Mary Sue Ittner
Tue, 17 Jun 2003 07:17:00 PDT
Dear All,

I grow Brodiaea in large pots, in raised beds, and in the ground. Because 
the flowers in the umbel open one at a time and the leaves are sometimes 
gone before they flower, they wouldn't exactly make a show pot for display 
and might better be integrated in the garden. I manage somehow to look at 
mine in containers and just enjoy each new flower and don't see the rest. 
Years ago the Robinetts advised deep pots and I found I could grow them in 
much shallower pots and still get them to grow, but I think they are 
happier in deep pots (especially the larger species) and you often find the 
contractile roots pull the cormlets down sometimes to the bottom of the 
pot. Many of them grow in areas that are wet late into spring and I found 
it I grew them in a very lean mix and didn't concentrate on watering them 
once it stopped raining many of them would dry up before they bloomed. So I 
use a less lean mix now. I don't think some of the species I grow could get 
too much water as they are not bothered by my wet winters.

As Diana said they can be grown from seed started in the fall and kept in 
growth until they start to dry out in the summer. My records indicate that 
seed I have started in the fall germinates sometimes in a month, but 
sometimes it doesn't come up until January. I move seedling pots and others 
in the shade when they are dormant and leave them there until late fall 
when I water them again. As it is relatively cool where I live in the 
summer I find if I try to repot them in August and sometimes September too 
in this cool spot they may already by growing new roots and shooting 
without any summer water. I have no idea what they do in the wild. In my 
pots they show up from October-December probably depending on environmental 
conditions and later than that in the ground.

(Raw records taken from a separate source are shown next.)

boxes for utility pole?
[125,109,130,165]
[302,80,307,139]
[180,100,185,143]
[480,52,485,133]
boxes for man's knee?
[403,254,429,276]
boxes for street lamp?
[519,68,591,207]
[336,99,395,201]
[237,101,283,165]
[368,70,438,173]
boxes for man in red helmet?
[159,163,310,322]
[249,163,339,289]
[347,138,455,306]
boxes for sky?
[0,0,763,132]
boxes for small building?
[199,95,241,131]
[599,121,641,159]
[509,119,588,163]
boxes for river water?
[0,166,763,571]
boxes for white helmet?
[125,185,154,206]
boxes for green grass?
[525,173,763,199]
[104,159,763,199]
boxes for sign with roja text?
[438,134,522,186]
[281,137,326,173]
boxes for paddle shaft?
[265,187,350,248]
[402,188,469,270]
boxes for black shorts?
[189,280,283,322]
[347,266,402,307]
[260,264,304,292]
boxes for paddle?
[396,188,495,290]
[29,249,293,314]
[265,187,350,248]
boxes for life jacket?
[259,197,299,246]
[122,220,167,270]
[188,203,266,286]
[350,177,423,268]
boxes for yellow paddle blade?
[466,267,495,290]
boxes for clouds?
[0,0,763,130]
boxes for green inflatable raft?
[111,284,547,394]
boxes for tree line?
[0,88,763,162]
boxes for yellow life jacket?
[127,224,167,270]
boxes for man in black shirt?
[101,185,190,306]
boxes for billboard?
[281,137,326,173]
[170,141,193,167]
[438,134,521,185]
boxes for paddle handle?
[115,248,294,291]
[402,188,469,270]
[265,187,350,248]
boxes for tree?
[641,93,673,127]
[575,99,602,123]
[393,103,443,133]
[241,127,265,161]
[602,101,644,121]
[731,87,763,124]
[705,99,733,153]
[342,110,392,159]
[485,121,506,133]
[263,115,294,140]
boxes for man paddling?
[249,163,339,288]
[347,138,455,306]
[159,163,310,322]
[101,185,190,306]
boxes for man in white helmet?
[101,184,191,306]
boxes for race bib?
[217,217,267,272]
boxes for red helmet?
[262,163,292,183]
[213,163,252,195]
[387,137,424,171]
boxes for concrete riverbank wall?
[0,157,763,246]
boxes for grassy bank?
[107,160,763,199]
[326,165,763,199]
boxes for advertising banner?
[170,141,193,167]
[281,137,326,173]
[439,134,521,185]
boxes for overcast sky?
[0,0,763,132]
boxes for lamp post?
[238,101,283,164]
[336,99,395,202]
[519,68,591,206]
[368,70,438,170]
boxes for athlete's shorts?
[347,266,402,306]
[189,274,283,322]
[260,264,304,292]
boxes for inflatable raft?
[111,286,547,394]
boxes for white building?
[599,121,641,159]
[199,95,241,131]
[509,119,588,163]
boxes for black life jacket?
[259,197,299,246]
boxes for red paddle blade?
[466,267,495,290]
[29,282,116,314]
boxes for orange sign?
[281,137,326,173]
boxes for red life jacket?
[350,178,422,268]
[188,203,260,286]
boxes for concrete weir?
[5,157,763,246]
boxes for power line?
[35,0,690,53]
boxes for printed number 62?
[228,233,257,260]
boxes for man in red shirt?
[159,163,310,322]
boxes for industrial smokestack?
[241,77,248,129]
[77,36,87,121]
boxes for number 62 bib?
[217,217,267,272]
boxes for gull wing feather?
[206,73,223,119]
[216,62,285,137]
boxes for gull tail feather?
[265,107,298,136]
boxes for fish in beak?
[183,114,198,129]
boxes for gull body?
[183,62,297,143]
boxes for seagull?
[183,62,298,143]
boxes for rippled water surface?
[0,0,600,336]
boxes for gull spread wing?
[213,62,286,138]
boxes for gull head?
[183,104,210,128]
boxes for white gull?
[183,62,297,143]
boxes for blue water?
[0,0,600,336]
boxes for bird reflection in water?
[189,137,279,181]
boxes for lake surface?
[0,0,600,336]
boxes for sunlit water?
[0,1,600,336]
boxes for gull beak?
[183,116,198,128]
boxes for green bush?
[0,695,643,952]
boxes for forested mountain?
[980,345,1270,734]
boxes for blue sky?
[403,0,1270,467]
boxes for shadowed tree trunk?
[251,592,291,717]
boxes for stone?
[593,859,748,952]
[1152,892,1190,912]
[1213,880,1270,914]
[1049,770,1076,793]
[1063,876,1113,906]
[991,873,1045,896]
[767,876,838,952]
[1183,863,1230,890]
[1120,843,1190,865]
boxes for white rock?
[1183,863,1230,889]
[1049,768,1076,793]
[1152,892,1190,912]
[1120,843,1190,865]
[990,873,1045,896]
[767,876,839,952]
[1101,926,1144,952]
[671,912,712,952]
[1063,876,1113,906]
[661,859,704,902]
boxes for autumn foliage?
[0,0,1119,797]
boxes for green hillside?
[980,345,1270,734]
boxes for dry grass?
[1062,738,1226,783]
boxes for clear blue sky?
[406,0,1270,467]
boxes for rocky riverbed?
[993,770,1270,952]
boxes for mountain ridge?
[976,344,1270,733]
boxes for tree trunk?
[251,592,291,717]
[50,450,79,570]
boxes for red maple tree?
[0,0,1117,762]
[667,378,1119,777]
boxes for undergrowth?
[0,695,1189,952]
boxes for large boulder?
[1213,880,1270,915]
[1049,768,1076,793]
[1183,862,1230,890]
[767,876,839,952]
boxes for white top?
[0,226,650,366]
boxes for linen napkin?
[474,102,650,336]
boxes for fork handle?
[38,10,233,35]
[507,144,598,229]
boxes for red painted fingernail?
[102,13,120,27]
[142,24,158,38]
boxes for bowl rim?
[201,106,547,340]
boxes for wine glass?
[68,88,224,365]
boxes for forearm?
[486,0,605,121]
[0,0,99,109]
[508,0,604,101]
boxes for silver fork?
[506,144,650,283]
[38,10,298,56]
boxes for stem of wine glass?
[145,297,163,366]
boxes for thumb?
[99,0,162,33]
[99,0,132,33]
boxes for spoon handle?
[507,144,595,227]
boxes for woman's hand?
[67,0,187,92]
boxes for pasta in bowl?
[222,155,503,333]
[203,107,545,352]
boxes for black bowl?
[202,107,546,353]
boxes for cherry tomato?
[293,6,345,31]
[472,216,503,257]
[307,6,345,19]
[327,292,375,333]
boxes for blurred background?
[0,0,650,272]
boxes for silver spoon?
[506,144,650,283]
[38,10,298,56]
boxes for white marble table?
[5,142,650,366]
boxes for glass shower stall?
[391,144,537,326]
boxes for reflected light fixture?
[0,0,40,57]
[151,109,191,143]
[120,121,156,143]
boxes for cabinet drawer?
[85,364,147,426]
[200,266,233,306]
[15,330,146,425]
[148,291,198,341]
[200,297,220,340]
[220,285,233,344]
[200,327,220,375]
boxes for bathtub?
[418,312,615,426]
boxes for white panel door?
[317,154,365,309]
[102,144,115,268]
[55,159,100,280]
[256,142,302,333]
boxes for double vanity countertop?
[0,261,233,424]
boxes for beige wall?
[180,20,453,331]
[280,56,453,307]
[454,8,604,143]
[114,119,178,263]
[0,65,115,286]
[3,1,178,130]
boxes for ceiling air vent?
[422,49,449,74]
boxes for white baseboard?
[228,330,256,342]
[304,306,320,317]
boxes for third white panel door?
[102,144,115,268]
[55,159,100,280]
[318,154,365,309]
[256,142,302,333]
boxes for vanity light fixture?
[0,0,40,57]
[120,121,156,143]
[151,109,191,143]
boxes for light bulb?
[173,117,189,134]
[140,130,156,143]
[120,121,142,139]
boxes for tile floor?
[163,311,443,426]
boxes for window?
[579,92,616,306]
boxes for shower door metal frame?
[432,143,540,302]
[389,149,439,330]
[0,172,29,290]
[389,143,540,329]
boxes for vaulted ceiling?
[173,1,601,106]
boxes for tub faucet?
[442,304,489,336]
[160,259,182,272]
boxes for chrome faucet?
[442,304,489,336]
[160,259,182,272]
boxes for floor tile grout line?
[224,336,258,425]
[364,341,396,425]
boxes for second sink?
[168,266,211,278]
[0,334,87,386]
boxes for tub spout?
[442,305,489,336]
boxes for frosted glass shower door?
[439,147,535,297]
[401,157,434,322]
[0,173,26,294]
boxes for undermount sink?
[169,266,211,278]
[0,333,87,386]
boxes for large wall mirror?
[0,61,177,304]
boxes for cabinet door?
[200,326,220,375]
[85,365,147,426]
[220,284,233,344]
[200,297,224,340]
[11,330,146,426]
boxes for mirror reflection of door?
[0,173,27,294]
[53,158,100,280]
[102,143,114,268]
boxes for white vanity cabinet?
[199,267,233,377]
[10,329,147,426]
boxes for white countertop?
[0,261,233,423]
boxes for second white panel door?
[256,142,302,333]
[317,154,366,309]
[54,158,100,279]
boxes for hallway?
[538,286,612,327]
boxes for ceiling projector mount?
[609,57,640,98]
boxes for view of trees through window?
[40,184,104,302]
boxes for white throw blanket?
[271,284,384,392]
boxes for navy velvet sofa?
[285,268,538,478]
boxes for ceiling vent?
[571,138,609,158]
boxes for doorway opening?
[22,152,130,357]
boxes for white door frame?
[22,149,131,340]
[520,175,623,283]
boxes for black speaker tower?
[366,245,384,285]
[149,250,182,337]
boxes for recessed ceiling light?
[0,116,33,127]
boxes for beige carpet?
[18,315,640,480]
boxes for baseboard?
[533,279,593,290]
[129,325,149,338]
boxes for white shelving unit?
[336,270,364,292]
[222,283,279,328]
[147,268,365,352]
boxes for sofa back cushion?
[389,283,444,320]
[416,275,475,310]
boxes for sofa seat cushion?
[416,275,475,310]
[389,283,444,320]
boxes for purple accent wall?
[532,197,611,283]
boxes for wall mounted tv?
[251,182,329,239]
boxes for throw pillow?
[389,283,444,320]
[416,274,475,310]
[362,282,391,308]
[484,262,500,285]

I usually add slow release fertilizer when I repot them. I am unlikely to 
water them with dilute fertilizer when they are well watered by the rain, 
but I find the seedlings grow faster with dilute fertilizer and I partly 
shelter some of my species from the rain. And once it stops if the 
seedlings are still green I water them with the dilute fertilizer until the 
leaves start to dry up.

I have read for years that they won't tolerate summer water, but I suspect 
some of them may be more tolerant than we think. An example in bloom right 
now is Brodiaea elegans that has survived for years growing in a container 
on my deck with a Meyer lemon that gets watered almost every day during 
warm weather. And this lemon is well fertilized too because otherwise it 
starts looking very unhappy. I was very fortunate to have a visit from Jane 
McGary last week and she said it was the biggest Brodiaea elegans she had 
ever seen. It measures about 28 inches (70 cm.) tall and the individual 
flowers in the umbel are about 1 3/4 inches (4.5 cm.) in diameter which may 
not be the best way to measure it. If you look at the picture below you 
will know what I mean.…

I can't testify to hardiness, but once again I expect it depends on the 
species and that ones grown from seed collected from wild populations at 
high elevations would be hardy. Tomorrow I will describe the species I grow 
and the next day the species I don't grow.